Baumgarten attended the Staatlichen Akademie für bildende Künste, Karlsruhe in 1968 and the Kunstakademie Düsseldorf from 1969 to 1971, where he studied for a year under Joseph Beuys.
Baumgarten's body of work has included ephemeral sculptures, photographic work, slide projection pieces, 16 mm film works, recordings, drawings, prints, books, short stories, as well as site-specific works and wall drawings and architecture related interventions.
Between 1968 and 1970, Baumgarten undertook a systematic photographic study of how several European ethnographic museums frame the viewer's perception through the manner in which their objects are displayed.
Since his first solo show at Galerie Konrad Fischer in Düsseldorf in 1972, Baumgarten has exhibited widely internationally. Important solo shows included the Carnegie Museum of Art, Pittsburgh (1987); as well as Centre Georges Pompidou, Paris (1987); The National Museum of Modern Art in Kyoto and Tokyo (1996); the Hamburger Kunsthalle, Hamburg (2001); and the Kunsthaus Bregenz, Bregenz, Austria. In 1984, he and A.R. Penck represented Germany at the Venice Biennale. He has also participated in documenta V (1972), VII (1982), IX (1992), and X (1997); the 1988 and 1991 Carnegie International; Skulptur Projekte Münster, 1987; and the 38th, 41st and 49th Venice Biennale (1978, 1984 and 2001).
Between 1977 and 1986 Baumgarten visited Brazil and Venezuela. During an eighteen-month period between 1978 and 1980, the artist lived among the Yãnomãmi people of Kashorawë-their and Nyapetawë-their in the upper Orinoco region. There were about 85 people in this particular community, which at that time had had relatively little contact with the outside world. Baumgarten's visits resulted in works such as "Terra Incognita" (1969-1984), a three-dimensional diagram of the frontier between the two countries. Besides, he represented Germany at the 1984 Venice Biennale.
In 1976 and 1989, he spent six months traveling the United States by rail and residing on several Indian reservations.
In the late 1990s, he was commissioned with an installation at the Bundespräsidialamt. In 2002, he received a commission for Seven Rings for Contemplation, a permanent public artwork for Denning's Point State Park in Beacon, New York.

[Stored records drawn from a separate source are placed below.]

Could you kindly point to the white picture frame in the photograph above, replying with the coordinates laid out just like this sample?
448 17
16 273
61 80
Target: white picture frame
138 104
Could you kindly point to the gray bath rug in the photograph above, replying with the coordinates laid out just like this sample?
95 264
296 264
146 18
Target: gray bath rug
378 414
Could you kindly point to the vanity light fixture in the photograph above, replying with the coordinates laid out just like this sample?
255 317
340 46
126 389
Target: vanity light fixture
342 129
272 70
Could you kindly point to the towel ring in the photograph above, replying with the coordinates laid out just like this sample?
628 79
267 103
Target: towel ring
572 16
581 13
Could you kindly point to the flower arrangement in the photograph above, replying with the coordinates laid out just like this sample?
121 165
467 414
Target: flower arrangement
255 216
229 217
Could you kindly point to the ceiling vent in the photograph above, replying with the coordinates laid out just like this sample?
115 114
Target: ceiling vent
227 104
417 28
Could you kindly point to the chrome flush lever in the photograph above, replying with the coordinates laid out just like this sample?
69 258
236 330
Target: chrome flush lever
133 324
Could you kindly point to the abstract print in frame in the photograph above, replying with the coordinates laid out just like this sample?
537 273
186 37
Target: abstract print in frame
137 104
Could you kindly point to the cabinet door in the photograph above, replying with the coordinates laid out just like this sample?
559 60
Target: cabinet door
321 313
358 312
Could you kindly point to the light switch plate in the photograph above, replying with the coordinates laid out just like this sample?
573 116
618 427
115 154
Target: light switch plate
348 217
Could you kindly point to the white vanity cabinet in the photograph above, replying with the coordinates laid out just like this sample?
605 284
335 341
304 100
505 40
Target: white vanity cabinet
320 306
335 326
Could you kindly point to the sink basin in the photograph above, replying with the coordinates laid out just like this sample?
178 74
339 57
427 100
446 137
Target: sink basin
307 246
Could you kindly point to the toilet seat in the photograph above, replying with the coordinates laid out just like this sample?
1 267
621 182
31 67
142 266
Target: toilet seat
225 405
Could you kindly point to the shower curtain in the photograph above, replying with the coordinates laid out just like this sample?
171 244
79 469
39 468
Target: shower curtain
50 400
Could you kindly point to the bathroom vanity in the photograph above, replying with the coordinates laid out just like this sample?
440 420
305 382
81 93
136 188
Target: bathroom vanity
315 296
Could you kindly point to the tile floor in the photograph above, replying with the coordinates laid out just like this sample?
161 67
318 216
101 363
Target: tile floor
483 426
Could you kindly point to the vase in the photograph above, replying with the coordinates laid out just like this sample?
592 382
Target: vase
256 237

Since 1994 Baumgarten has been Professor at the Berlin University of the Arts.
Baumgarten's numerous awards have included the Prize of the City of Düsseldorf (1974); the Prize of the State of Nordrhein-Westfalen (1976); the Golden Lion, First Prize of the 41st Venice Biennale (1984); the Lichtwark Prize of the City of Hamburg, Germany (1997); and the MFI Prize, Essen (2003).
Baumgarten is represented by Galerie Thomas Zander, Cologne, and Marian Goodman Gallery, New York/Paris.
His works are held in numerous museum collections, including the Tate; Dallas Museum of Art, Dallas; Metropolitan Museum of Art, New York; Migros Museum, Zurich; MIT List Visual Arts Center, Cambridge, Massachusetts; Museo Nacional Centro de Arte Reina Sofía, Madrid; Museum für Moderne Kunst, Frankfurt am Main; Museum of Modern Art, New York; Hamburger Bahnhof, Berlin; National Gallery of Art, Washington, D.C.; Stedelijk Museum, Amsterdam; Van Abbemuseum, Eindhoven; De Pont museum, Tilburg and Vancouver Art Gallery.
In 2011, Lothar Baumgarten was a fellow at Villa Massimo, Rome.